Dual Self-Paced Cross-Modal Hashing

Abstract

Cross-modal hashing~(CMH) is an efficient technique to retrieve relevant data across different modalities, such as images, texts, and videos, which has attracted more and more attention due to its low storage cost and fast query speed. Although existing CMH methods achieve remarkable processes, almost all of them treat all samples of varying difficulty levels without discrimination, thus leaving them vulnerable to noise or outliers. Based on this observation, we reveal and study dual difficulty levels implied in cross-modal hashing learning, \ie instance-level and feature-level difficulty. To address this problem, we propose a novel Dual Self-Paced Cross-Modal Hashing (DSCMH) that mimics human cognitive learning to learn hashing from ``easy'' to ``hard'' in both instance and feature levels, thereby embracing robustness against noise/outliers.

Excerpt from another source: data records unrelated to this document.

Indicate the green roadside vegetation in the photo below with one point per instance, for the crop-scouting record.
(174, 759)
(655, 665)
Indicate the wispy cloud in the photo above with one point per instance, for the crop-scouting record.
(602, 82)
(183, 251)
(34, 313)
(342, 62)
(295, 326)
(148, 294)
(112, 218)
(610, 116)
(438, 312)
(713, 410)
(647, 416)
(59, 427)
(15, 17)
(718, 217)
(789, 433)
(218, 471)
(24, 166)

Specifically, our DSCMH assigns weights to each instance and feature to measure their difficulty or reliability, and then uses these weights to automatically filter out the noisy and irrelevant data points in the original space. By gradually increasing the weights during training, our method can focus on more instances and features from ``easy'' to ``hard'' in training, thus mitigating the adverse effects of noise or outliers. Extensive experiments are conducted on three widely-used benchmark datasets to demonstrate the effectiveness and robustness of the proposed DSCMH over 12 state-of-the-art CMH methods.